Some did get WHMIS training, she says, but most of the training they reported getting was around clients and customer safety and safe food handling but not workplace occupational safety training.

There’s a distinct lack of occupational health and safety (OH&S) awareness from the point of arrival to Canada, she says, with most of the brochures and orientation focused on day-to-day challenges in adapting to life in Canada.

Immigrant men are twice as likely to have a work related injury requiring medical attention than Canadian men,

—Agnieszka Kosny

Institute for Work and Health

 

That is perhaps understandable, say experts, given that new arrivals face an overwhelming barrage of change, from language to culture, to getting work, to finding health care, food shopping, money, housing and navigating transportation

While the survey and ongoing research doesn’t look specifically at construction jobs the findings are applicable to almost any workplace where manual labour is involved.

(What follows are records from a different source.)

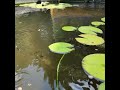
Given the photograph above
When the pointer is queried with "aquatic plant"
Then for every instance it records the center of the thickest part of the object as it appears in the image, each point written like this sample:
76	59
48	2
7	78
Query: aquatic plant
69	28
90	30
103	19
60	48
101	86
94	64
97	23
89	39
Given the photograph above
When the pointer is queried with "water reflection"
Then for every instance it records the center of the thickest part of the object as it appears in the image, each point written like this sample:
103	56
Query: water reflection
35	64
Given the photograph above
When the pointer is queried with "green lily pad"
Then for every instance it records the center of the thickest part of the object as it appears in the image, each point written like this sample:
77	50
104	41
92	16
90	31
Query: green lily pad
90	39
94	64
89	30
61	47
101	86
47	6
97	23
69	28
103	19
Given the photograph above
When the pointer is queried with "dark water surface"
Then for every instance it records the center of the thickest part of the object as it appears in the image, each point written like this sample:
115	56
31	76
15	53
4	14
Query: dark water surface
35	65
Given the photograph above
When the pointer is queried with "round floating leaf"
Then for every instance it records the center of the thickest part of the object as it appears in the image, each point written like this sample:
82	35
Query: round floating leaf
89	30
101	86
94	64
61	47
103	19
90	39
97	23
69	28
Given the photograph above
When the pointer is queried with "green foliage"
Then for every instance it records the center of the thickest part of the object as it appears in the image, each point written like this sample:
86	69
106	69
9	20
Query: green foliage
94	64
103	19
61	47
89	39
101	86
89	30
69	28
97	23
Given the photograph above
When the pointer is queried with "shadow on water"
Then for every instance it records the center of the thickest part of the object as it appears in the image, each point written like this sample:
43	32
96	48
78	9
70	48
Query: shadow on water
35	65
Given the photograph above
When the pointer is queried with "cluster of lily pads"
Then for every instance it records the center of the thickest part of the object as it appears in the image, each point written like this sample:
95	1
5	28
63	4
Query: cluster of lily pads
93	64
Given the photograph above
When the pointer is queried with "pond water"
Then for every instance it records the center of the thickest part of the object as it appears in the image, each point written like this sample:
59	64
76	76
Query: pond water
35	65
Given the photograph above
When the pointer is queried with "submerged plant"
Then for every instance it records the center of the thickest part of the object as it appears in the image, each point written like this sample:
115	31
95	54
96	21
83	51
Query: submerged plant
69	28
94	64
90	30
60	48
103	19
101	86
89	39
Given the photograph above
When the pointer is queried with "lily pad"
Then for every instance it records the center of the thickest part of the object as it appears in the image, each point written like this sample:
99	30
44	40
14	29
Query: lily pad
101	86
89	30
69	28
94	65
103	19
97	23
90	39
61	47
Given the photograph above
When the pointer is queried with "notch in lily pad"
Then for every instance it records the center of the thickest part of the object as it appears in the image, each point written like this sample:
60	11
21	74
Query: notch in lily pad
94	65
90	30
103	19
97	23
89	39
101	86
61	47
69	28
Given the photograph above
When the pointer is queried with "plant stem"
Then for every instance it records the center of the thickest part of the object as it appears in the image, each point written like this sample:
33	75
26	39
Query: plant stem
58	66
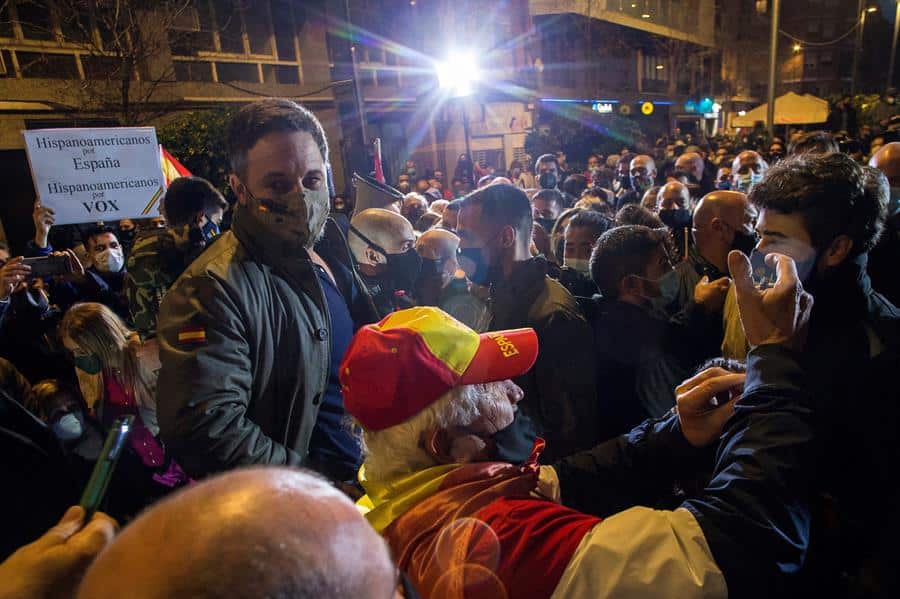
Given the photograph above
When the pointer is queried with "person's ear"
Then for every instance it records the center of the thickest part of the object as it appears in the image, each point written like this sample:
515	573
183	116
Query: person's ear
436	443
629	285
374	257
239	189
838	251
507	237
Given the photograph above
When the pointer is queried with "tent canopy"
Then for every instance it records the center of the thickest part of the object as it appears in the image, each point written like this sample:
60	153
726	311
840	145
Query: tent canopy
790	109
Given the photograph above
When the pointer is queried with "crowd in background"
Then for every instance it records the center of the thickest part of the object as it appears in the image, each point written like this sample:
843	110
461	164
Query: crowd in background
205	326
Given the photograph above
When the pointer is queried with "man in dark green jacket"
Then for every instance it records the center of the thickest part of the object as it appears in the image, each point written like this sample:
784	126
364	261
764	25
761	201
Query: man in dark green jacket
495	225
249	332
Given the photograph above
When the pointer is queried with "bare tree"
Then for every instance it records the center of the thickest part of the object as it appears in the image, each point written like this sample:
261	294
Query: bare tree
124	48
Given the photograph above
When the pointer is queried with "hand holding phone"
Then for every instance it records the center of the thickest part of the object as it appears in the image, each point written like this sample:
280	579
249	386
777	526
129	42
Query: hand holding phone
95	490
44	267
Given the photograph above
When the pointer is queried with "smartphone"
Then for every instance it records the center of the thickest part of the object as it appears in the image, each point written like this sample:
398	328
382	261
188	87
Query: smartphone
48	266
95	490
763	275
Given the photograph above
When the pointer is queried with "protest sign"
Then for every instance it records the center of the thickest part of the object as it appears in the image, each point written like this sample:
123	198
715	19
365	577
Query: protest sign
90	175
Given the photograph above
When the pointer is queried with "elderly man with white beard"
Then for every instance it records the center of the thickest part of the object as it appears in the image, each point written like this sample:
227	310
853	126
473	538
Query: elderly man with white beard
433	399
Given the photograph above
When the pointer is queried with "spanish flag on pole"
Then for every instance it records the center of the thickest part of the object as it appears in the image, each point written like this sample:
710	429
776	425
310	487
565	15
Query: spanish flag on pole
172	169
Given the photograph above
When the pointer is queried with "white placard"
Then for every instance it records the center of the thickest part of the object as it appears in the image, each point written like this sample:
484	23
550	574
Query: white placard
90	175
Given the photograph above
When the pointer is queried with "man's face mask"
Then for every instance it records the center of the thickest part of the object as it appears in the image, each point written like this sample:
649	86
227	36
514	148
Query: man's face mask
676	218
401	269
68	427
641	182
109	260
548	180
743	182
546	223
296	218
581	265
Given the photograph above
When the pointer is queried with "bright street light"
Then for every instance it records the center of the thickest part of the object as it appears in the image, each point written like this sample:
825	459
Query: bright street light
458	74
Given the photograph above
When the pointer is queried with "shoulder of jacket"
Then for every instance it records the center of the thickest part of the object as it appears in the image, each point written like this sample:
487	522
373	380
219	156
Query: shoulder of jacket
553	302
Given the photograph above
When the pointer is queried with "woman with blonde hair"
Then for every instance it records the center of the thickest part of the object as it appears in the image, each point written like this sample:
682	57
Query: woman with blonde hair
116	381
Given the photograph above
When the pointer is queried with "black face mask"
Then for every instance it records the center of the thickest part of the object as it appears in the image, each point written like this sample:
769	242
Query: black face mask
514	443
548	180
743	242
401	269
676	219
546	223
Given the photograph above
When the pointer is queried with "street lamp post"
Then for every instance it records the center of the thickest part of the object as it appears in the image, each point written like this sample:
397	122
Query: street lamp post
862	10
773	64
457	76
893	48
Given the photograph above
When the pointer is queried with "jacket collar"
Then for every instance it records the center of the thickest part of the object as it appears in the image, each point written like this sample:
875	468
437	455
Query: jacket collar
515	295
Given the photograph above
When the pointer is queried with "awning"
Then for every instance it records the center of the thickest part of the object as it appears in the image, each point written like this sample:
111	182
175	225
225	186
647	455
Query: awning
790	109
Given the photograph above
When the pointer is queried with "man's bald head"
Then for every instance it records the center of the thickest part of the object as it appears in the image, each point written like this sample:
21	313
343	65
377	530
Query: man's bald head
642	161
437	244
390	231
887	160
729	206
673	195
257	532
748	161
692	163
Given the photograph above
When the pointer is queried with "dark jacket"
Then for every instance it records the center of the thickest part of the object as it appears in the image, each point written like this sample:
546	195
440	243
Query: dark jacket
559	389
637	365
244	345
754	512
107	288
852	360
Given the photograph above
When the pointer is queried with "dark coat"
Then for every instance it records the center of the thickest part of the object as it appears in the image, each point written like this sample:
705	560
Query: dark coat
244	344
559	389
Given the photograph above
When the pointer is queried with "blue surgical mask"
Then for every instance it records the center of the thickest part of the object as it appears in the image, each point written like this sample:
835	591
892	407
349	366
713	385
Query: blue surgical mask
209	231
744	183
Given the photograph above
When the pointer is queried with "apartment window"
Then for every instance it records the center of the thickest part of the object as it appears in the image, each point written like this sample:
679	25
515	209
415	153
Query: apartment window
193	71
47	66
283	25
288	75
102	67
238	72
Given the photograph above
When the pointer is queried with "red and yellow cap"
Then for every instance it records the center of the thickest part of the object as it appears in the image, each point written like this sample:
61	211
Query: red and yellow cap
396	368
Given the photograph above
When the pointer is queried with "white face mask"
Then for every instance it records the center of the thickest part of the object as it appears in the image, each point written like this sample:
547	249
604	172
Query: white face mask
582	265
109	260
68	428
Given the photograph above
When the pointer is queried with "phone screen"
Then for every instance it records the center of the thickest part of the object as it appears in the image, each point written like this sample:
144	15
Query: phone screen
48	266
764	276
95	490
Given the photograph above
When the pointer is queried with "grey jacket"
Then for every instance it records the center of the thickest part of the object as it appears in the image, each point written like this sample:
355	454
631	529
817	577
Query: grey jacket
245	349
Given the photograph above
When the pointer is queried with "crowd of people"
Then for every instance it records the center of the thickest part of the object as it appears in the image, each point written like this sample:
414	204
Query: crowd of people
667	373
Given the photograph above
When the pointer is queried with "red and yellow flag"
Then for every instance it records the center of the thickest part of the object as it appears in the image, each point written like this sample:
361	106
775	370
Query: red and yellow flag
172	169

Generally, new immigrant workers are much more likely do sustain a workplace related injury in the first month, and in temporary work placements were even more likely to get hurt.

“We found immigrant men are twice as likely to have a work related injury requiring medical attention than Canadian men,” she says and some of the other findings were unsettling.

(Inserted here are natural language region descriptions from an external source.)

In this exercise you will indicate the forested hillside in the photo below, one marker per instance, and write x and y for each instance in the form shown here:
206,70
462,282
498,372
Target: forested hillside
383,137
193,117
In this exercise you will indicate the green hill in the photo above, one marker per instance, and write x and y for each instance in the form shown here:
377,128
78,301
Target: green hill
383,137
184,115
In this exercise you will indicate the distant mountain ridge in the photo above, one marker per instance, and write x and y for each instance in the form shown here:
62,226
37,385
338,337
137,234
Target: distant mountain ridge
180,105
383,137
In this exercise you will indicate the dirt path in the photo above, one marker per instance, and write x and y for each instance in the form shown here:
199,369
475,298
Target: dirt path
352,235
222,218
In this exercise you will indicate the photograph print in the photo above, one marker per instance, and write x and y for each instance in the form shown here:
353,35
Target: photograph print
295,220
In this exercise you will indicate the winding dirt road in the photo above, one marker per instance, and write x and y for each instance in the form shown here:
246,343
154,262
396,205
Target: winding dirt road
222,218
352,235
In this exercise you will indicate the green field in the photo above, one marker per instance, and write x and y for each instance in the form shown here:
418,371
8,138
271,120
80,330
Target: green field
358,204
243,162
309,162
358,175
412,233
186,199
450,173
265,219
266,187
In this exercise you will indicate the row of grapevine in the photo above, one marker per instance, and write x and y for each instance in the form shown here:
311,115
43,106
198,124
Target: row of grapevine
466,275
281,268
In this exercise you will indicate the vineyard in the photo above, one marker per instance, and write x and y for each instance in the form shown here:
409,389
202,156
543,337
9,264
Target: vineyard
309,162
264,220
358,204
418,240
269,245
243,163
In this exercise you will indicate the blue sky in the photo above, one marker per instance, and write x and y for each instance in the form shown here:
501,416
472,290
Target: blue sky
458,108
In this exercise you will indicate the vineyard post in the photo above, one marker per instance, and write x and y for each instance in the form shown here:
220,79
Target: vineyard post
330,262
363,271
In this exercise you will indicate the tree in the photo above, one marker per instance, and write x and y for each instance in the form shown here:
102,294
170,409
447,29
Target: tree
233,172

The study group was comprised of 55 per cent women with 54 per cent from the Middle East, 15 per cent from South Asia and 11 per cent from South America and the Caribbean.

They had held much more diverse and high level jobs in their home countries including engineering, education, skilled trades, business and health.

Their first jobs were generally classed as poor quality employment and more for survival than career path. Most had found those jobs through family or community connections.

Some reported being reprimanded after getting injured on the job and many reported lack of protective equipment and long hours which impacted attention span. Others reported being required to “volunteer” at jobs to gain experience with the hopes of getting hired.

The latter is an issue, the IWH reports, because volunteers aren’t usually covered under OHSA (Occupational Health and Safety Act) or WSIA (Workplace Safety and Insurance Act).

Generally, the study found, OH&S training was low level and most of the workers were not aware of Ontario regulations and laws around employment standards.

They also knew nothing of their employers’ responsibilities to ensure they were trained on any equipment, briefed on any potentially hazardous materials or what they should do if asked to do something unsafe or in the event of an injury.

Kosny says the challenge now is to inform new arrivals in Canada about their rights in the workplace and about basic OH&S requirements.

However, finding out where and when and how to educate them remains the hurdle.

“The social agencies doing orientation don’t have the budget or expertise in OH&S,” she says. “So we have to find some funding for this.”

Sending people to websites or pushing brochures into their hands isn’t an acceptable strategy, the IWH report notes and while there are good employers who take safety seriously there are too many who don’t.